Investment by private investors into non-residential property is now becoming an increasing trend. “There are many advantages of buying a commercial investment”, says Marcus Andrews FRICS of Goadsby, who advises investors in these matters.
The Bank of England’s Chief Economist Andy Haldane says that property is a better option for funding retirement than a pension.
Commercial property is a wide-ranging sector incorporating shops and factories. It is an alternative to residential buy-to-let. The tenant is normally responsible for repairs and insurance at a commercial property and not the landlord, which is a major bonus.
Another bonus is commercial leases usually run for 5 years, and sometimes 10 years or more, compared with just 6 to 12 months for residential leases. “You thus don’t have the problem of finding new tenants every year, to cover your loan payments” says Marcus Andrews.

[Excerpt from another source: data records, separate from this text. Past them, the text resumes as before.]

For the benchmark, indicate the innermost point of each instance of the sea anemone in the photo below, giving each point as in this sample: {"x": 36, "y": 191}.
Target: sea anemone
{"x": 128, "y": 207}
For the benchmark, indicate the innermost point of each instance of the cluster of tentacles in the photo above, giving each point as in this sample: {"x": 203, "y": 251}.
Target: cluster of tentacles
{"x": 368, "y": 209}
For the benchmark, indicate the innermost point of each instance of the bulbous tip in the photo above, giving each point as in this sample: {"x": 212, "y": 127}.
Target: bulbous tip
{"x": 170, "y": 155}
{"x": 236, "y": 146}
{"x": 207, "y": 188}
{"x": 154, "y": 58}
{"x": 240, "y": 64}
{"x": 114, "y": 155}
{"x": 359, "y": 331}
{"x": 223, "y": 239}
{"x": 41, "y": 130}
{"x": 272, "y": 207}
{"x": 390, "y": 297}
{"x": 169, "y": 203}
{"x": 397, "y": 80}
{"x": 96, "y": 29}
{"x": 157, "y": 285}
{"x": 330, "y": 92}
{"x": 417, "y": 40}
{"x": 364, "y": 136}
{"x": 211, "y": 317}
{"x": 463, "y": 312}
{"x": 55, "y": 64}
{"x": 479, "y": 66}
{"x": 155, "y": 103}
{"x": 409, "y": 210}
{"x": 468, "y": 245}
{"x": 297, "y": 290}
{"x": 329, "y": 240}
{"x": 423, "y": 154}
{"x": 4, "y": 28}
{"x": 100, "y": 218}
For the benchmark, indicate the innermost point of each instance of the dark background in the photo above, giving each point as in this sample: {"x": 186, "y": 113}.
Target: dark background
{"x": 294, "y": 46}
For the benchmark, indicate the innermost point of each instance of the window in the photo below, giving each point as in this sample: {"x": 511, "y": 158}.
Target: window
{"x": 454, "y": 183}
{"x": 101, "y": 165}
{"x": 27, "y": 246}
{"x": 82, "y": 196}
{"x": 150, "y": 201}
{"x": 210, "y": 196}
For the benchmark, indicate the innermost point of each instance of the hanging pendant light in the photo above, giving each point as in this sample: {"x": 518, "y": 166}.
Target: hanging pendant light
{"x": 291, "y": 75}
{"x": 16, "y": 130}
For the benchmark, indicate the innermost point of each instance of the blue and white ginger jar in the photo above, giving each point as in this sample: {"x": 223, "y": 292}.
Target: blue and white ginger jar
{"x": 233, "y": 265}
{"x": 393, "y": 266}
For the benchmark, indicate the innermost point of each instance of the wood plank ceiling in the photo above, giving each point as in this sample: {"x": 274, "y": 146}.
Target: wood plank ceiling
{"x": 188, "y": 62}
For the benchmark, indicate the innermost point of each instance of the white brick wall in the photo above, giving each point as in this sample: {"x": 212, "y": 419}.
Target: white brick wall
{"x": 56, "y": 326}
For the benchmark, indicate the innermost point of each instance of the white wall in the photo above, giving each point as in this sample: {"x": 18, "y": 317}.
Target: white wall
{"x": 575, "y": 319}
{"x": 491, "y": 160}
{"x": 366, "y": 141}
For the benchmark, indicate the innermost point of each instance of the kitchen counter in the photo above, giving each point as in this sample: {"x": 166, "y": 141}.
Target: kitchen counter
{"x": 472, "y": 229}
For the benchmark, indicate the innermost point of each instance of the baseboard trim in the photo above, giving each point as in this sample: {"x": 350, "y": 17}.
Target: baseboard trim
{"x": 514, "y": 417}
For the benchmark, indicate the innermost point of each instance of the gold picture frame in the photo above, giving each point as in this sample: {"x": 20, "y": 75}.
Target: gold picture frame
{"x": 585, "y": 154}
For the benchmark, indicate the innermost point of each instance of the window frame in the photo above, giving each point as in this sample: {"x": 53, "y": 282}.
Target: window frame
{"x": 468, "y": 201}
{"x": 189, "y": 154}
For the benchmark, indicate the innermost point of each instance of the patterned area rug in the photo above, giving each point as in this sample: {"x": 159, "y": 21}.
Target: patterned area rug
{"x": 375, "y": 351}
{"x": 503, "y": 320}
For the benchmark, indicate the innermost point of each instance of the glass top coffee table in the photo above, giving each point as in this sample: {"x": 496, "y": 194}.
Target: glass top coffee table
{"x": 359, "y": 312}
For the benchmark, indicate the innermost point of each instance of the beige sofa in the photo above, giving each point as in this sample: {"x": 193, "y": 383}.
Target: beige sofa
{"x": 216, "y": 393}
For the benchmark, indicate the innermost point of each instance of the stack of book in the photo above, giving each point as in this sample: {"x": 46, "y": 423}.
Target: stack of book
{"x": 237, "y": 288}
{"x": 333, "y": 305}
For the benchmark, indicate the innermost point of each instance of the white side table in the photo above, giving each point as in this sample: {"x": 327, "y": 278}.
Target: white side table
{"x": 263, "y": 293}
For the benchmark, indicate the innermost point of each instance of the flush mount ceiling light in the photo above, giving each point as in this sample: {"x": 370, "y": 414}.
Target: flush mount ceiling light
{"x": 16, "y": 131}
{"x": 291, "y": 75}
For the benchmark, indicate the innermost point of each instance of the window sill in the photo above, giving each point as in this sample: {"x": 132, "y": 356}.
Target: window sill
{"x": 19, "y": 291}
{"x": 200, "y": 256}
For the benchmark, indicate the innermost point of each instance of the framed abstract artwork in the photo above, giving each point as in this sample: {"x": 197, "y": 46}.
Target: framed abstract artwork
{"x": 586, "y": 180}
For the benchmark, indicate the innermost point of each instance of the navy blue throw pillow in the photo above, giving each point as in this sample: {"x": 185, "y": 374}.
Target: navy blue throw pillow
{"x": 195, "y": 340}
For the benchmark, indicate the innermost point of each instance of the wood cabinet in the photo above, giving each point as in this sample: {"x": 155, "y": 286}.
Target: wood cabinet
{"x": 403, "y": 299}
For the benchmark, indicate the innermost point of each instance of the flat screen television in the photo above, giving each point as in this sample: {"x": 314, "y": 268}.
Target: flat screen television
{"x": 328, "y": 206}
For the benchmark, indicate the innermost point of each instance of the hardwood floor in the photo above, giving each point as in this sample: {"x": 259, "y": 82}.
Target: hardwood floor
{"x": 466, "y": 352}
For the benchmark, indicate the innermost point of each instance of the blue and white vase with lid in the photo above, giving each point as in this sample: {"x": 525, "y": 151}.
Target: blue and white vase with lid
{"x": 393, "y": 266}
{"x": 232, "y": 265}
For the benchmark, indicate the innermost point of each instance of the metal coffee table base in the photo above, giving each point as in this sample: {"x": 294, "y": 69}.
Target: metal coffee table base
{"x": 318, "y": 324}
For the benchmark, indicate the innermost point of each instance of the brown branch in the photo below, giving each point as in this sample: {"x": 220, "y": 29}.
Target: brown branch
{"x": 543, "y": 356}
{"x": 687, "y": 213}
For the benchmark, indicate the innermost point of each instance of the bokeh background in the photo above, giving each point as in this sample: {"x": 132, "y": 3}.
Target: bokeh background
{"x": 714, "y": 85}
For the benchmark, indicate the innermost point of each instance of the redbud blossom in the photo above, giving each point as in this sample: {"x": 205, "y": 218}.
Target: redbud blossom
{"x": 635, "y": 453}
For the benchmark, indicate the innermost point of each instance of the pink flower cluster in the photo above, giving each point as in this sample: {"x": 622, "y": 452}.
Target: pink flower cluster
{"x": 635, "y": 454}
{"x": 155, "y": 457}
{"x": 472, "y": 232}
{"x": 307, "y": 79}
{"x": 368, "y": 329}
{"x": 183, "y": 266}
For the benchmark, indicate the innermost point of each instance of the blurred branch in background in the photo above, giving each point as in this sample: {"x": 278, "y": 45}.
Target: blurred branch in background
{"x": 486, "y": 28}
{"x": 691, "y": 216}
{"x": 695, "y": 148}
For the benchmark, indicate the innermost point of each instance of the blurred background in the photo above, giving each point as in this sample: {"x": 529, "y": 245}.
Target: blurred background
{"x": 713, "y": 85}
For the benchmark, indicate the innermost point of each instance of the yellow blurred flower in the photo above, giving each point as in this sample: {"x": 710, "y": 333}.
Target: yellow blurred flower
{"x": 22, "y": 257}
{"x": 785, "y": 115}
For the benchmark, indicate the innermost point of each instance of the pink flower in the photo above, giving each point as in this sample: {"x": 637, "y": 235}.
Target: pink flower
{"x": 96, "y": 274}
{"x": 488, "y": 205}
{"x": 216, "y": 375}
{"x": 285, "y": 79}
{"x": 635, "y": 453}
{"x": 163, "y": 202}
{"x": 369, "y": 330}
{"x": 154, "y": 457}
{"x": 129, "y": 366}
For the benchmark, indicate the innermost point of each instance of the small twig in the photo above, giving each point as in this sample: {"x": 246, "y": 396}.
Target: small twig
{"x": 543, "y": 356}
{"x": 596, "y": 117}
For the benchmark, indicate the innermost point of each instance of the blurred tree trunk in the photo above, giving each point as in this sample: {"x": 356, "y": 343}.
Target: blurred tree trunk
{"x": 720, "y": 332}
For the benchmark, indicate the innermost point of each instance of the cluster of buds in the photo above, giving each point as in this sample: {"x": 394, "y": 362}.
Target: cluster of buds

Also as you are leasing your property to businesses with a far higher income, it is likely they will be more reliable. Once you have leased the property, there is little more work than collecting rent and organising the insurance – which you get back from the tenant.
Most residential investments have a relatively low entry level, but decent commercial premises let to a multiple trader can easily cost £0.5M or more. There are small lots sold under the Stamp Duty threshold. Those let to established tenants in secondary shopping locations say, achieve good prices – say 7.5% gross return before tax.
Due to record low levels of Base Rate, there is clearly a much higher return from investing in Bricks & Mortar and not leaving monies in a Bank Account.